Correlation Between Contaminants and Respiratory Disease

IAC are related with multiple respiratory diseases: some with a high level of evidence (as in the case of asthma, COPD, respiratory infections, rhinitis or LC), and in others with a lesser degree of evidence but with data that suggest a certain solidity (such as pulmonary tuberculosis, hypersensitivity pneumonitis or other diffuse interstitial lung diseases).33,37

Infections

The relationship between respiratory infections and IAC has been well established. The presence of humidity or fungi has been consistently associated with the appearance of infections (OR: 1.50; 95% CI: 1.32–1.70) both in children and in adults.40 Exposure to biomass smoke raises the risk for respiratory infections in children (OR: 3.53; 95% CI: 1.93–6.43),43 and Dherani et al., in a recent meta-analysis, observed an increase of 80% in the risk for pneumonia in children under the age of 5 related with IAC due to the use of solid combustibles (OR: 1.79; 95% CI: 1.26–2.21).44 Moreover, the risk is dependent of dosage and increases with high concentrations of contaminants.37

A recent intervention study in Guatemala analyzed exposure in children who were under the age of 4 months and followed until the age of 18 months. In the home of one group, stoves with chimneys were installed, while the other group maintained the traditional way of cooking over an open fire. There was an observed significant reduction in the incidence of severe pneumonia in the intervention group.34 The greatest reduction in incidence was seen in cases where there was no infection due to respiratory syncytial virus.
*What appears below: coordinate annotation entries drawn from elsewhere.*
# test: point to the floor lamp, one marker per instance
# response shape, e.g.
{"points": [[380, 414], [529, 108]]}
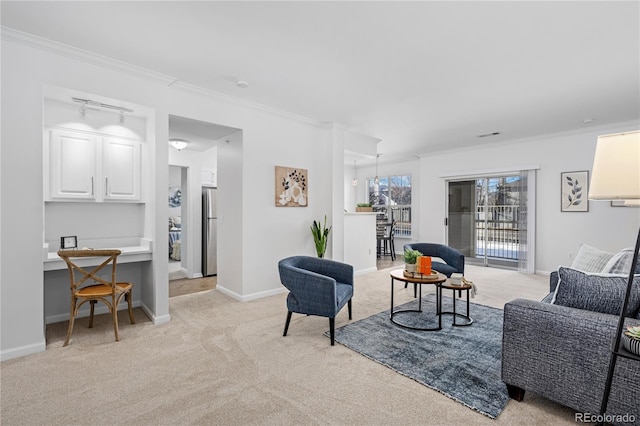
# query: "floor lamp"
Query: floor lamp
{"points": [[616, 176]]}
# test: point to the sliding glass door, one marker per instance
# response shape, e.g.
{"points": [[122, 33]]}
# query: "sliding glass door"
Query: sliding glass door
{"points": [[487, 220]]}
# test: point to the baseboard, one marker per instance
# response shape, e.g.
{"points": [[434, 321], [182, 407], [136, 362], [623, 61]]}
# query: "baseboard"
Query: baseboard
{"points": [[365, 271], [252, 296], [33, 348], [84, 312]]}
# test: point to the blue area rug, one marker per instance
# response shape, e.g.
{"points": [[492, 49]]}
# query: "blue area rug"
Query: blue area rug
{"points": [[462, 363]]}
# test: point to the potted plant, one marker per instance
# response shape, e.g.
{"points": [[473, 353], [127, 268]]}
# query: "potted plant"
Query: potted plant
{"points": [[410, 258], [364, 207], [320, 236]]}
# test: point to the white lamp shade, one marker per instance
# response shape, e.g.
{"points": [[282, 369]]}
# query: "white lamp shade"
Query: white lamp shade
{"points": [[616, 167]]}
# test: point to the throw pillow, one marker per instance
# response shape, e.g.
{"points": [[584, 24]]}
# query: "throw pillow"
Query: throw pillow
{"points": [[598, 293], [590, 259], [620, 263]]}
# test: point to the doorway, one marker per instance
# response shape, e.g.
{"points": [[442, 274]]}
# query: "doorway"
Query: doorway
{"points": [[211, 157], [488, 220], [178, 222]]}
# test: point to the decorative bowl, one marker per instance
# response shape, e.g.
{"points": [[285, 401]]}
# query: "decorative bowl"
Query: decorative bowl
{"points": [[631, 344]]}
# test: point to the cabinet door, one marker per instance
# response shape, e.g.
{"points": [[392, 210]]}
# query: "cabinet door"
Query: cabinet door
{"points": [[72, 165], [121, 169]]}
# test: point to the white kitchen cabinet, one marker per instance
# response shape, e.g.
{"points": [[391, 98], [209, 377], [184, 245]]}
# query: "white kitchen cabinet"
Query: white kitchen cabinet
{"points": [[121, 169], [72, 165], [89, 167]]}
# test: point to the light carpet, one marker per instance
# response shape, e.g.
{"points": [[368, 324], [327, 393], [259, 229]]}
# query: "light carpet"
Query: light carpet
{"points": [[223, 362], [462, 363]]}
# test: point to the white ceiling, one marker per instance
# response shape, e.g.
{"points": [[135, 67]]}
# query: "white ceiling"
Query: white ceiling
{"points": [[420, 76]]}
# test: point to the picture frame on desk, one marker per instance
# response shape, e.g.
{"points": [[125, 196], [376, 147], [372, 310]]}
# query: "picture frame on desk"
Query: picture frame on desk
{"points": [[68, 242]]}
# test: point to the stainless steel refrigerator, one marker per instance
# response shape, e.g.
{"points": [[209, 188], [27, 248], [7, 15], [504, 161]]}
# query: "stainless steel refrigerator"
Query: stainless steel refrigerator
{"points": [[209, 232]]}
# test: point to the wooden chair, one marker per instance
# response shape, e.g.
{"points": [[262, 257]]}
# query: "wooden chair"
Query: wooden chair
{"points": [[386, 240], [87, 286]]}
This could indicate that IAC favor bacterial pneumonia.34

Chronic Bronchitis and Chronic Obstructive Pulmonary Disease

Smoking is the fundamental etiologic agent in COPD, but the population attributable fraction for tobacco use is variable, ranging between 9.7% and 97.9%, so that other agents may also cause this disease.45

The characteristics of COPD related to domestic exposure to biomass combustion are different than those caused by smoking: there is a greater component of fibrosis, anthracosis and hyperplasia of the intima of the pulmonary arteries.33

The typical patient with COPD due to exposure to biomass fuel is usually an older woman, non-smoker, with a history of exposure, spirometry with mild or moderate airflow limitation and slightly altered diffusion capacity.33

Several systematic reviews and meta-analyses have analyzed the relationship between the exposure to biomass smoke and the presence of chronic bronchial pathology, demonstrating significant increases both in the prevalence of COPD (OR between 2.4 and 2.8) as well as chronic bronchitis (OR between 2.3 and 2.6) in the exposed population.43,46,47

Other contaminants have been related with the prognosis of COPD. A recent study has observed that for every 100Bq/m3 of increased radon, mortality due to COPD increased 13% (Hazard ratio: 1.13; 95% CI: 1.05–1.21).48

Lung Cancer

Around 15% of LC cases are present in non-smokers.32 Several IAC are considered carcinogens.

Radon was the first environmental agent to be identified as a cause of cancer, and asbestos is clearly recognized as a carcinogenic agent. Biomass combustion smoke has consistently been associated with increased risk for LC, as has also been smoke from food (especially frying with oil at high temperatures), although evidence is limited. In women who are never-smokers, most studies find some association between the preparation of fried foods and LC, but other studies find no correlation.32

In a study in a Mexican population, 38.7% of the cases of LC occurred in non-smoker patients with long-term home exposure to biomass smoke, with no exposure to other carcinogens.49 In women from India, it was observed that the use of biomass fuel increased the risk for LC (OR: 3.59; 95% CI: 1.08–11.97).50 It has recently been observed in sputum samples that there is deterioration in the DNA of individuals exposed to biomass smoke compared to those who use liquid gas for cooking, and it seems to be at least partially mediated by oxidative stress generated by the inhalation of particles and benzene.51 There has also been a demonstrated carcinogen effect of coal smoke, which significantly increases the risk for LC in exposed people (OR: 2.55; 95% CI: 1.58–4.10).37

The Cancer Prevention Study-II observed that exposure to radon levels higher than 148Bq/m3 (considered the tolerance threshold by the EPA) represented an increase of 34% (95% CI: 7–68) in the risk of dying from LC.52 Likewise, in a case–control study done in Galicia, Ruano-Ravina et al.53 reported an increased risk (relative risk: 6.6; 95% CI: 1.2–38) for LC with exposure higher than 148Bq/m.3 Studies in other populations show similar findings and relate this gas with 3.3% of deaths due to LC in the United Kingdom, and between 18% and 28% in Portugal.54,55

Bronchial Asthma

Some studies have shown that exposure to biomass smoke increases asthma prevalence and severity,33,37,56 although a recent meta-analysis questions these results.43 In the previously mentioned intervention in Guatemala,34 providing stoves with chimneys showed favorable results in the intervention group, as in the follow-up until 18 months the chimney group had less respiratory symptoms (OR: 0.70; 95% CI: 0.50–0.97).57 The divergence between the results of the different studies could depend on the different methodologies used to measure disease or exposure, with differences between the populations studied or covariables considered.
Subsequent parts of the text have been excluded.